In a Perl script of mine, I have to write a mix of UTf-8 and raw bytes into files.
I have a big string in which everything is encoded as UTF-8. In that "source" string, UTF-8 characters are just like they should be (that is, UTF-8-valid byte sequences), while the "raw bytes" have been stored as if they were codepoints of the value held by the raw byte. So, in the source string, a "raw" byte of 0x50 would be stored as one 0x50 byte; whereas a "raw" byte of 0xff would be stored as a 0xc3 0xbf two-byte utf-8-valid sequence. When I write these "raw" bytes back, I need to put them back to single-byte form.
I have other data structures allowing me to know which parts of the string represent what kind of data. A list of fields, types, lengths, etc.
When writing in a plain file, I write each field in turn, either directly (if it's UTF-8) or by encoding its value to ISO-8859-1 if it's meant to be raw bytes. It works perfectly.
Now, in some cases, I need to write the value not directly to a file, but as a record of a BerkeleyDB (Btree, but that's mostly irrelevant) database. To do that, I need to write ALL the values that compose my record, in a single write operation. Which means that I need to have a scalar that holds a mix of UTF-8 and raw bytes.
Example:
Input Scalar (all hex values): 61 C3 8B 00 C3 BF
Expected Output Format: 2 UTF-8 characters, then 2 raw bytes.
Expected Output: 61 C3 8B 00 FF
At first, I created a string by concatenating the same values I was writing to my file from an empty string. And I tried writing that very string to a "standard" file without adding encoding. I got '?' characters instead of all my raw bytes over 0x7f (because, obviously, Perl decided to consider my string to be UTF-8).

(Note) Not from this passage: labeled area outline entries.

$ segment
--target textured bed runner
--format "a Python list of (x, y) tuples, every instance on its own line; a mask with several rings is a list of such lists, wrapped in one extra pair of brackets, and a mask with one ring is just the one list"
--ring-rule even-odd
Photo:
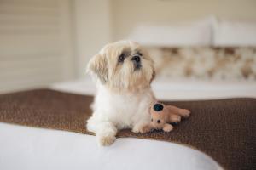
[[(85, 129), (91, 96), (38, 89), (0, 95), (0, 122), (92, 134)], [(225, 169), (256, 169), (256, 99), (165, 102), (189, 109), (171, 133), (134, 137), (183, 144), (205, 152)]]

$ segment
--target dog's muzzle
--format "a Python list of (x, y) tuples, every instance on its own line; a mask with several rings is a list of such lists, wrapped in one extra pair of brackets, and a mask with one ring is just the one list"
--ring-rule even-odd
[(134, 64), (135, 70), (138, 70), (142, 67), (141, 56), (138, 54), (133, 55), (131, 60)]

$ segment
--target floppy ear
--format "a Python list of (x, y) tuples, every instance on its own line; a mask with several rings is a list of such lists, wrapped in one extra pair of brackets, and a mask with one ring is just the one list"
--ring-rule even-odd
[(154, 69), (153, 69), (152, 77), (151, 77), (151, 80), (150, 80), (150, 83), (151, 83), (152, 81), (154, 79), (154, 77), (155, 77), (155, 71), (154, 71)]
[(106, 83), (108, 77), (108, 65), (106, 57), (96, 54), (91, 58), (87, 65), (87, 72), (90, 72), (100, 79), (102, 84)]

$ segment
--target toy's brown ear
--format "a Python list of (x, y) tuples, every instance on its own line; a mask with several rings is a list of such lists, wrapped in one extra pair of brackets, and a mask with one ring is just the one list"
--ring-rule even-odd
[(108, 65), (106, 57), (99, 54), (93, 56), (87, 65), (87, 72), (96, 75), (102, 84), (106, 83), (108, 78)]

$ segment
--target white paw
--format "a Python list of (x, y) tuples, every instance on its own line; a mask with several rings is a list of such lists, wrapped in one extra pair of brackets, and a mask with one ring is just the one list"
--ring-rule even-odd
[(114, 142), (115, 139), (115, 136), (113, 135), (97, 136), (98, 144), (102, 146), (111, 145)]
[(131, 129), (131, 132), (135, 133), (145, 133), (150, 131), (150, 127), (147, 124), (145, 125), (141, 125), (141, 126), (135, 126), (133, 127), (133, 128)]
[(140, 129), (137, 127), (133, 127), (133, 128), (131, 129), (131, 132), (133, 132), (135, 133), (139, 133)]

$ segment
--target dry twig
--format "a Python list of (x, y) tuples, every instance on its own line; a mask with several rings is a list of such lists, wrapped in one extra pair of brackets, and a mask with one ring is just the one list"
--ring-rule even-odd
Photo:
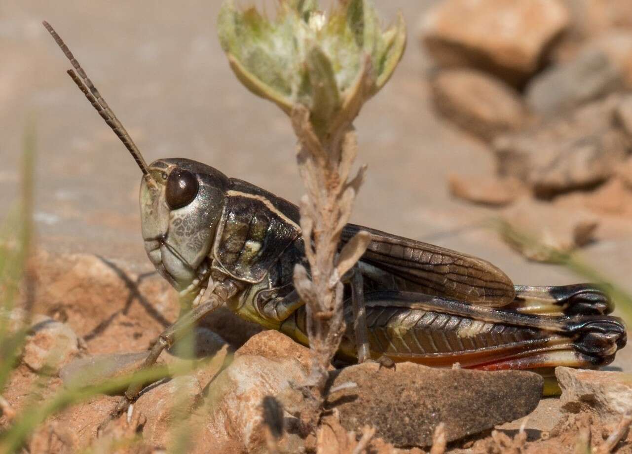
[(432, 447), (430, 454), (444, 454), (447, 446), (447, 435), (446, 433), (446, 424), (442, 422), (435, 429), (432, 436)]
[[(368, 96), (370, 61), (365, 60), (358, 77), (360, 98)], [(307, 193), (301, 200), (301, 228), (310, 271), (301, 265), (295, 269), (295, 285), (305, 302), (307, 332), (312, 350), (308, 386), (314, 390), (314, 409), (324, 400), (327, 368), (344, 331), (341, 277), (355, 264), (370, 240), (365, 233), (349, 241), (338, 254), (343, 228), (349, 221), (351, 206), (363, 179), (364, 168), (348, 180), (358, 147), (352, 122), (359, 106), (343, 109), (328, 133), (318, 135), (310, 112), (297, 105), (292, 125), (299, 140), (299, 171)], [(310, 275), (311, 274), (311, 276)], [(312, 418), (312, 422), (315, 422)]]
[(4, 415), (9, 422), (15, 417), (15, 410), (13, 407), (2, 396), (0, 396), (0, 414)]

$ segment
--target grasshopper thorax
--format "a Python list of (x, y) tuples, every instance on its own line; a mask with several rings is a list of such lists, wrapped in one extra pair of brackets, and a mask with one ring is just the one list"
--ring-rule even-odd
[(159, 159), (149, 168), (140, 185), (145, 250), (159, 273), (182, 290), (209, 264), (228, 179), (183, 158)]

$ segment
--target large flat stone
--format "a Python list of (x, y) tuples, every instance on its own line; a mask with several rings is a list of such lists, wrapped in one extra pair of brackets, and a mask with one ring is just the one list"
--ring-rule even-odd
[(427, 446), (440, 423), (448, 441), (528, 414), (537, 406), (542, 378), (525, 371), (441, 369), (413, 363), (394, 369), (369, 363), (337, 373), (332, 387), (354, 382), (357, 388), (329, 396), (347, 430), (365, 424), (398, 446)]

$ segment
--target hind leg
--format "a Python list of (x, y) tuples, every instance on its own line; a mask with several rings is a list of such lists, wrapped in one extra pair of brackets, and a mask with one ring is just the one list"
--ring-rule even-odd
[(516, 298), (506, 306), (521, 314), (542, 316), (603, 316), (614, 309), (610, 297), (596, 284), (537, 287), (516, 285)]

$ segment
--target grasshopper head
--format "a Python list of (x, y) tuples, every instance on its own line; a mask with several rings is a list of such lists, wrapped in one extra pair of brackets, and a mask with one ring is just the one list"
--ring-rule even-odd
[(185, 159), (159, 159), (149, 169), (140, 185), (145, 250), (159, 273), (183, 290), (209, 267), (228, 180)]

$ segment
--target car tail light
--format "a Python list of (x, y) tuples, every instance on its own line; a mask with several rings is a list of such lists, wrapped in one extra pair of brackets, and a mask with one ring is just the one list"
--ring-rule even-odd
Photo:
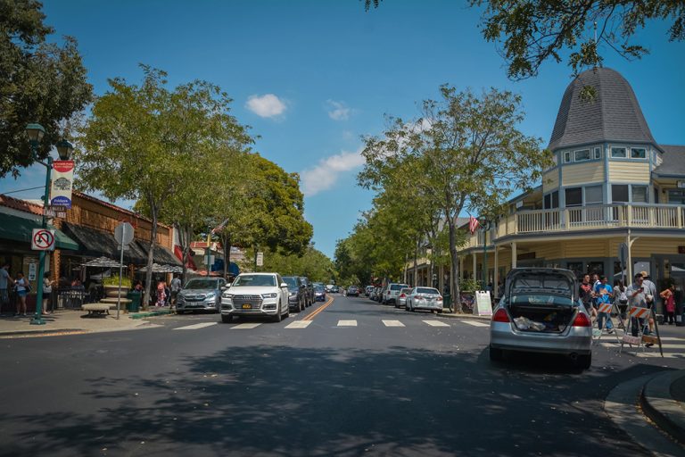
[(508, 322), (509, 315), (507, 314), (507, 311), (504, 308), (499, 308), (492, 316), (493, 322)]
[(574, 327), (592, 327), (592, 323), (588, 319), (588, 316), (582, 312), (578, 312), (574, 320)]

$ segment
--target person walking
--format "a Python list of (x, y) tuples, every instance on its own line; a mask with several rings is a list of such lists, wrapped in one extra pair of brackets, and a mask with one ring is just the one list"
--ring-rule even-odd
[(15, 316), (19, 316), (22, 313), (26, 316), (26, 295), (31, 289), (31, 285), (29, 284), (29, 280), (24, 278), (24, 273), (20, 271), (17, 273), (17, 280), (14, 281), (14, 287), (17, 289), (17, 295), (19, 296), (19, 302), (17, 302), (17, 313)]
[(53, 294), (53, 281), (50, 280), (50, 273), (43, 275), (43, 308), (41, 314), (50, 314), (47, 312), (47, 303), (50, 301), (50, 295)]
[[(614, 289), (611, 286), (607, 284), (607, 277), (602, 275), (599, 277), (599, 283), (595, 286), (595, 304), (598, 310), (600, 305), (611, 304), (614, 298)], [(607, 320), (607, 331), (609, 334), (614, 333), (614, 323), (611, 321), (611, 312), (598, 312), (597, 313), (597, 324), (598, 328), (601, 330), (604, 328), (604, 320)]]
[(171, 304), (176, 306), (176, 300), (178, 297), (178, 292), (181, 291), (181, 278), (178, 275), (174, 275), (171, 279)]
[(664, 309), (666, 312), (664, 322), (671, 325), (675, 324), (675, 284), (672, 284), (661, 292), (659, 296), (664, 300)]
[(6, 262), (0, 268), (0, 314), (3, 312), (3, 305), (10, 303), (10, 295), (7, 293), (7, 289), (10, 286), (14, 285), (14, 280), (8, 271), (9, 269), (10, 264)]

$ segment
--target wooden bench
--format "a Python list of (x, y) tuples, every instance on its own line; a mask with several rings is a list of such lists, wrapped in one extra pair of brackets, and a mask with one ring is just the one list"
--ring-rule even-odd
[(110, 313), (110, 303), (86, 303), (81, 309), (87, 311), (88, 316), (103, 316)]

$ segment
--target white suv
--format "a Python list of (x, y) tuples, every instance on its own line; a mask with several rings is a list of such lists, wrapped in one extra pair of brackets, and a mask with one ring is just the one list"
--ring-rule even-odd
[(390, 283), (383, 289), (383, 298), (381, 303), (383, 304), (395, 304), (397, 298), (400, 296), (400, 291), (403, 288), (409, 287), (407, 284)]
[(221, 321), (234, 316), (268, 316), (276, 322), (287, 318), (288, 285), (278, 273), (242, 273), (221, 294)]

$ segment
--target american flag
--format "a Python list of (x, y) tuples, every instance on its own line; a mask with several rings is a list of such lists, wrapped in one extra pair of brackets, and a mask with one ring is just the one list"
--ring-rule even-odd
[(479, 226), (478, 220), (475, 219), (474, 216), (471, 216), (469, 214), (468, 216), (468, 230), (471, 232), (471, 235), (473, 235), (475, 232), (475, 229), (478, 228)]

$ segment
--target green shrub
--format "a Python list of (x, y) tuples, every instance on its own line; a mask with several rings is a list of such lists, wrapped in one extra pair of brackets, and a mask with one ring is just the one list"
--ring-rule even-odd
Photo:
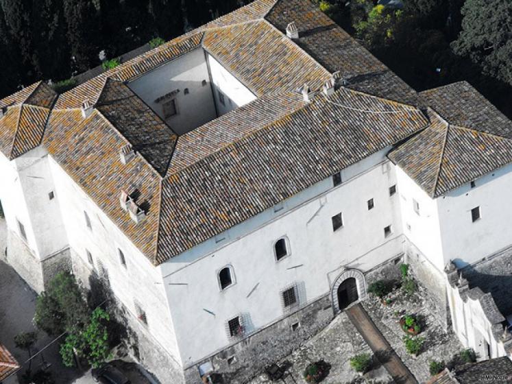
[(411, 336), (404, 336), (404, 344), (407, 352), (411, 355), (417, 355), (422, 350), (423, 344), (425, 342), (424, 337), (411, 337)]
[(160, 47), (162, 44), (165, 44), (165, 40), (161, 37), (155, 37), (148, 41), (147, 43), (151, 48), (156, 48), (157, 47)]
[(428, 371), (430, 372), (430, 376), (435, 376), (442, 371), (446, 365), (444, 361), (436, 361), (435, 360), (430, 361), (428, 365)]
[(476, 361), (476, 354), (472, 348), (467, 348), (461, 351), (461, 359), (465, 363), (474, 363)]
[(108, 60), (105, 60), (101, 63), (101, 67), (105, 71), (108, 71), (109, 69), (114, 69), (116, 67), (119, 65), (121, 64), (121, 60), (119, 60), (119, 58), (117, 59), (110, 59)]
[(368, 353), (361, 353), (350, 358), (350, 366), (358, 372), (365, 372), (371, 365), (371, 357)]
[(64, 93), (66, 91), (69, 91), (72, 88), (74, 88), (77, 85), (77, 81), (71, 77), (71, 79), (66, 79), (65, 80), (60, 80), (56, 83), (53, 83), (51, 85), (51, 88), (53, 88), (57, 93)]
[(412, 295), (418, 290), (416, 282), (412, 278), (406, 278), (402, 283), (402, 289), (408, 295)]
[(400, 273), (402, 274), (402, 280), (406, 280), (409, 275), (409, 265), (400, 264)]
[(370, 284), (368, 291), (380, 298), (382, 298), (391, 291), (392, 287), (392, 285), (389, 282), (379, 280)]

Then, to try and tell Perl that it was already encoded, and to "please not try to be smart about it", I tried to encode the UTF-8 parts into "UTF-8", encode the binary parts into "ISO-8859-1", and concatenate everything. Then I wrote it. This time, the bytes looked perfect, but the parts which were already UTF-8 had been "double-encoded", that is, each byte of a multi-byte character had been seen as its codepoint...
I thought Perl wasn't supposed to re-encode "internal" UTF-8 into "encoded" UTF-8, if it was internally marked as UTF-8. The string holding all the values in UTF-8 comes from a C API, which sets the UTF-8 marker (or is supposed to, at the very least), to let Perl know it is already decoded.
Any idea about what I did miss there?
Is there a way to tell Perl what I want to do is just put a bunch of bytes one after another, and to please not try to interpret them in any way? The file I write to is opened as ">:raw" for that very reason, but I guess I need a way to specify that a given scalar is "raw" too?
Epilogue: I found the cause of the problem. The $bigInputString was supposed to be entirely composed of UTF-8 encoded data. But it did contain raw bytes with big values, because of a bug in C (turns out a "char" (not "unsigned char") is best tested with bitwise operators, instead of a " > 127"... ahem). So, "big" bytes weren't split into a two-bytes UTF-8 sequence, in the C API.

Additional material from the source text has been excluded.